Usage Recommendations:

  • Set the value to the number of processes participating in sequence splitting in current parallel training (usually an integer factor of data_parallel_size)

✅ MoE Expert Parallelism

Enable MoE expert parallelism:

moe_expert_parallel_size: 1  # Can be set to 1, 2, 4, 8, etc. (recommended not to exceed 8)

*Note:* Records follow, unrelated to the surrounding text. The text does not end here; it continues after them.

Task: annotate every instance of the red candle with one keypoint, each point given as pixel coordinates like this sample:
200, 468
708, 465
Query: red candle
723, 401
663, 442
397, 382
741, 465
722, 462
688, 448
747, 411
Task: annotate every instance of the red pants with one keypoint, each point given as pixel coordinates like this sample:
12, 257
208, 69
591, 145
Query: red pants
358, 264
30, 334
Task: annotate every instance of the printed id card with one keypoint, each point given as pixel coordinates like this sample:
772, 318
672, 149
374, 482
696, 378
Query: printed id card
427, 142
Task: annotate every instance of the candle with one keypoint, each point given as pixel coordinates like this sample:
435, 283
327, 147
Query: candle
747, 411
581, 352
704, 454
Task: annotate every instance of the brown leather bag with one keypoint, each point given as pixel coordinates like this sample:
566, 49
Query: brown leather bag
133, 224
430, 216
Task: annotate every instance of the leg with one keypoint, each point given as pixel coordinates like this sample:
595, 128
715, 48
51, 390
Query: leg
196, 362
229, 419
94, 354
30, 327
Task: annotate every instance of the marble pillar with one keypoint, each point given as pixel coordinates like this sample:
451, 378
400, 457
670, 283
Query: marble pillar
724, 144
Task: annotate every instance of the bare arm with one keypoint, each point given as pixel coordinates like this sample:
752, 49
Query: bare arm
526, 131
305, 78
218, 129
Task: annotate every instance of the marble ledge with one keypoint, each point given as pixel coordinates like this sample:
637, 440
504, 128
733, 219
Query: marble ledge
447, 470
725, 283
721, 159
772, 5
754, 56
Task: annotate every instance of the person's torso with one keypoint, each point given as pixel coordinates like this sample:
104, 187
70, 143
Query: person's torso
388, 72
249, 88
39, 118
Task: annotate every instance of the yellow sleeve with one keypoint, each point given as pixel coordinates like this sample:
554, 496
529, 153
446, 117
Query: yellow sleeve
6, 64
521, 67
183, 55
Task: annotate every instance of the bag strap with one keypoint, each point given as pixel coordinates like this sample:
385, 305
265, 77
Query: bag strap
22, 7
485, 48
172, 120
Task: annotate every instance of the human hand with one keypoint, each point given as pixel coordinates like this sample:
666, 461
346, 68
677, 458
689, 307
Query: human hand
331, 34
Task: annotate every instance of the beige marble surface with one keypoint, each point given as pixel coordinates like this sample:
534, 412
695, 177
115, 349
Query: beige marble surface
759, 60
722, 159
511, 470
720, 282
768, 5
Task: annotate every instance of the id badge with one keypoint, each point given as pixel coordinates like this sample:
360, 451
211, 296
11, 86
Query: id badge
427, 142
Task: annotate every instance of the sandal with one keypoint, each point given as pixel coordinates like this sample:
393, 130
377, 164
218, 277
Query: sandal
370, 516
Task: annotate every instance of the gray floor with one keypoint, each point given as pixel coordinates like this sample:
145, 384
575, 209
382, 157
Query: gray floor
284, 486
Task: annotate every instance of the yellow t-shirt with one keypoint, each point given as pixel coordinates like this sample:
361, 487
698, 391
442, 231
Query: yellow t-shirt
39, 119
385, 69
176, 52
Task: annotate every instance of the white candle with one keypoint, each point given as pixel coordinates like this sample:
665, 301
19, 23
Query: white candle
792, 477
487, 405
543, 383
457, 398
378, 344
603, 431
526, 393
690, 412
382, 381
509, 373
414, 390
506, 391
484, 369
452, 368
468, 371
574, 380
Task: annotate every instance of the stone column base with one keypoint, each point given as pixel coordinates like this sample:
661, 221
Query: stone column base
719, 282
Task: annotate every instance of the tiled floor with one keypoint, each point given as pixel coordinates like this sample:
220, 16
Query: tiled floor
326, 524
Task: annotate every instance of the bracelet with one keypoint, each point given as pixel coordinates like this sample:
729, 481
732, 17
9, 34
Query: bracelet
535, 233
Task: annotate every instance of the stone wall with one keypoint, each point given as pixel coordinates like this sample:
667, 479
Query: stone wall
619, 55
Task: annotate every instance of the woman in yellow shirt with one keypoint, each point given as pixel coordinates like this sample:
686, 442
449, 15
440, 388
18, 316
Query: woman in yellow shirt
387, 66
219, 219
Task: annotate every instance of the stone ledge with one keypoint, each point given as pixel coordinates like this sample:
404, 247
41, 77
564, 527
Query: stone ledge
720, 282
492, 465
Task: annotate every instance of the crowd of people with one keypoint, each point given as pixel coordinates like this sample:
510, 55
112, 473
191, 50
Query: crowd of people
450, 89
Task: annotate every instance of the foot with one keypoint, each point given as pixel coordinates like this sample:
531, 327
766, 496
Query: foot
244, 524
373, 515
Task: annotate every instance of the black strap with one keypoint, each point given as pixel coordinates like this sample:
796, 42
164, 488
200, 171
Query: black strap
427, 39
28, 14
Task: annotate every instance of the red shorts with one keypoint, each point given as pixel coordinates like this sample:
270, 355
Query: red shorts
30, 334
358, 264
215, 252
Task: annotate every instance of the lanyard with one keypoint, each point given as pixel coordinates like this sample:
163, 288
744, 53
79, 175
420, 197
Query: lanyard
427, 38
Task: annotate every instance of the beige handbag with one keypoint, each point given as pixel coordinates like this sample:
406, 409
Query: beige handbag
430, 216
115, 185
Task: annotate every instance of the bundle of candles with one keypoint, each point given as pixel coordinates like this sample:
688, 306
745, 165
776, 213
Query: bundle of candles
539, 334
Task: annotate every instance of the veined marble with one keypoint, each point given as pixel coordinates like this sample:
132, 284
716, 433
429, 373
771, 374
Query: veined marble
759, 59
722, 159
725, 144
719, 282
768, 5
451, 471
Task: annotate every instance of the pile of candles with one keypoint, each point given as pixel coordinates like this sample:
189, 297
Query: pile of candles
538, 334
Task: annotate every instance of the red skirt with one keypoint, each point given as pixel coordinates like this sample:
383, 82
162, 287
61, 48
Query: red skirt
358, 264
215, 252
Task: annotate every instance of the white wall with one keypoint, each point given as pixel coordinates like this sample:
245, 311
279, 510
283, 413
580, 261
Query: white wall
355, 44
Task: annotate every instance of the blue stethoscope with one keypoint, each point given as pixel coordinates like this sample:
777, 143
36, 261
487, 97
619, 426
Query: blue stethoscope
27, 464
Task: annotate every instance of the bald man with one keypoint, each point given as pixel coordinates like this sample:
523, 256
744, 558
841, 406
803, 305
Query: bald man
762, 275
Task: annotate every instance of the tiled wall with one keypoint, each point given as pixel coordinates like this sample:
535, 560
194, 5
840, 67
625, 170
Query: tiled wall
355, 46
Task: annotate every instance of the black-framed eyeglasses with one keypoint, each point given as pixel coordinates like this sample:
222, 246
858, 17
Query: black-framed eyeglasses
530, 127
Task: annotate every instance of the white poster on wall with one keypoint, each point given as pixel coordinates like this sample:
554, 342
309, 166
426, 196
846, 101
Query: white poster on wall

✅ LigerLinearCrossEntropyLoss Fusion Operator

Support for LigerLinearCrossEntropyLoss fusion operator, significantly optimizing GPU memory usage in the final layer during long sequence training. In traditional implementations, the final layer's CrossEntropyLoss typically has $O(B \times S \times V)$ memory overhead (where $B$ is batch size, $S$ is sequence length, $V$ is vocab size). Using the optimized implementation from Liger-Kernel, this overhead can be reduced to $O(B \times S \times H)$ (where $H$ is hidden size), greatly alleviating the GPU memory bottleneck in long sequence training.

Enable as follows:

loss:
  # Default is torchtune.modules.loss.LinearCrossEntropyLoss
  _component_: mirotrain.modules.loss.LigerLinearCrossEntropyLoss

✅ Cosine Schedule with Warmup Learning Rate Configuration

Support for get_cosine_schedule_with_warmup learning rate configuration, using warmup_ratio like LLaMA-Factory.

Enable as follows:

lr_scheduler:
  _component_: mirotrain.training.get_cosine_schedule_with_warmup
  warmup_ratio: 0.1
  num_cycles: 0.5

1.4 Fault Tolerance and Recovery

✅ Auto Resume Support

When auto_resume is enabled, step-based checkpoints are saved at specified intervals, recording not only model weights but also optimizer state, dataloader state, and all other training states. If training is interrupted, no configuration changes are needed. Simply restart the task and it will automatically find the nearest step-based checkpoint to resume training.

Enable as follows:

auto_resume: True
checkpoint_steps_for_auto_resume: 50  # Default is 50 if not specified

Important Notes:

  • Current step-based checkpoints are designed for automatic recovery after training interruption and are not human-readable, nor can they be directly used for evaluation
  • When saving the latest step-based checkpoint, outdated old step-based checkpoints are automatically found and deleted, so there's no need to worry about manually cleaning disk space due to high save frequency
  • To reduce the overhead of frequent checkpoint saving, the internal implementation uses PyTorch Distributed Checkpointing (DCP) asynchronous saving feature, with a background thread responsible for writing checkpoints to disk, greatly reducing the time that blocks the training process. However, only when you see the log message "Step-based checkpoint is saved asynchronously to ... successfully" can you confirm that the previous step-based checkpoint has been successfully persisted to disk
  • When conducting performance tests, avoid the few steps after asynchronous saving of step-based checkpoints has started but not completely finished, as the sub-thread responsible for asynchronous writing occasionally competes with the main thread for GIL, slightly affecting training performance during these steps

2. Quick Start

2.1 Download Model Weights

# Download Qwen3 model
tune download Qwen/Qwen3-32B \
  --output-dir /path/to/qwen3-32b \
  --hf-token <YOUR_HF_TOKEN>

2.2 SFT Training

cd recipes
torchrun \
  --nproc_per_node 8 \
  --nnodes 1 \
  sft_trainer.py \
  --config ./configs/qwen3/32B_full_sft.yaml

2.3 DPO Training

cd recipes
torchrun \
  --nproc_per_node 8 \
  --nnodes 1 \
  dpo_trainer.py \
  --config ./configs/qwen3/32B_full_dpo.yaml

3. Multi-Node Distributed Training

For large-scale training across multiple nodes:

torchrun \
  --nproc_per_node $WORKER_GPU \
  --master_addr $WORKER_0_HOST \
  --node_rank $ROLE_INDEX \
  --master_port $WORKER_0_PORT \
  --nnodes $WORKER_NUM \
  sft_trainer.py \
  --config config.yaml

The variables $WORKER_GPU, $WORKER_0_HOST, $ROLE_INDEX, $WORKER_0_PORT, and $WORKER_NUM are injected as environment variables by the Kubernetes platform. In future versions, we will also support compatibility with Slurm.